Pulitzer prize journalist discusses student debt


Jessica GuerrucciReporter

Whether it is destroying the American dream or putting student’s futures on hold, it is something that many college students are familiar with: student debt.

Two-time Pulitzer prize winning journalist James Steele, discussed the issue of student debt and income inequality. Steele said debt goes against the American dream because rising tuition is making college increasingly difficult to afford, therefore putting equal opportunity for some just out of reach, and for others out the window.

“It’s a terribly complicated problem, and it’s an awfully serious problem, and we need to talk about it, we need to wrestle with ideas,” said Steele “There’s probably no one simple way to solve this.”

Steele said states used to fund 60-70% of higher education costs, but while the number varies between states, the percentage has dropped significantly, and because of that tuition has gone up.

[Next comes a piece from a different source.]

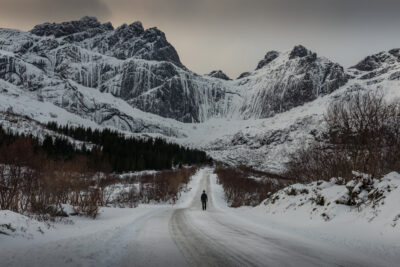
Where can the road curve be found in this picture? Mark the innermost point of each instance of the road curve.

Lewis DeLuca, of the financial literacy coordinator at Southern, said he questions where the state’s money is going if it is not being put towards education.

“I wish the state gave us more money. They haven’t, so basically the university responds, and the system responds by balancing the budget,” he said. “If it’s not coming from the state, it’s coming from the students. Is it right? Is it fair? Nope.”

While DeLuca said why they are not very popular right now, he said he thinks income share agreements would be a good solution.

“Instead of you taking on the excess debt or your parents taking on excess debt, the income share agreement- the way I understand it- is: I take my limit and then there’s an investor that invests in me or you as a student, and then when we graduate, depending on our job and salary, we pay a percentage of our income,” said DeLuca.

Stephen Monroe Tomczak, associate professor of social policy and community organization, and president of the American Association of University Professors at SCSU that co-sponsored the event along with the journalism department and the SCSU chapter of SPJ, said he feels strongly about this issue because he watched as tuition increase over the years.

“I’ve seen it personally, the cost of tuition go up and up and up when I was student here at Southern we paid 500 dollars a semester, my students pay 10 times that amount, and that’s unjust, and it doesn’t have to be,” said Tomczak.

Another issue is the level of awareness about loans. Steele said college is a wonderful time for students, both socially and intellectually. So they are not thinking about student loans and debt until they graduate.

“Students do need to know more about and see what those consequences are, and even if they don’t change their way of life, at least they know what they’re facing,” said Steele.

While educating students on their debt is important, Steele said it does not make the debt go away, and, with the issue of this student debt becoming much bigger, Tomczak said he is committed doing something about the problem.

“The resources are there, and we should be investing these resources in the younger generation, not forcing them into a life time of debt,” said Tomczak. “It’s just wrong.”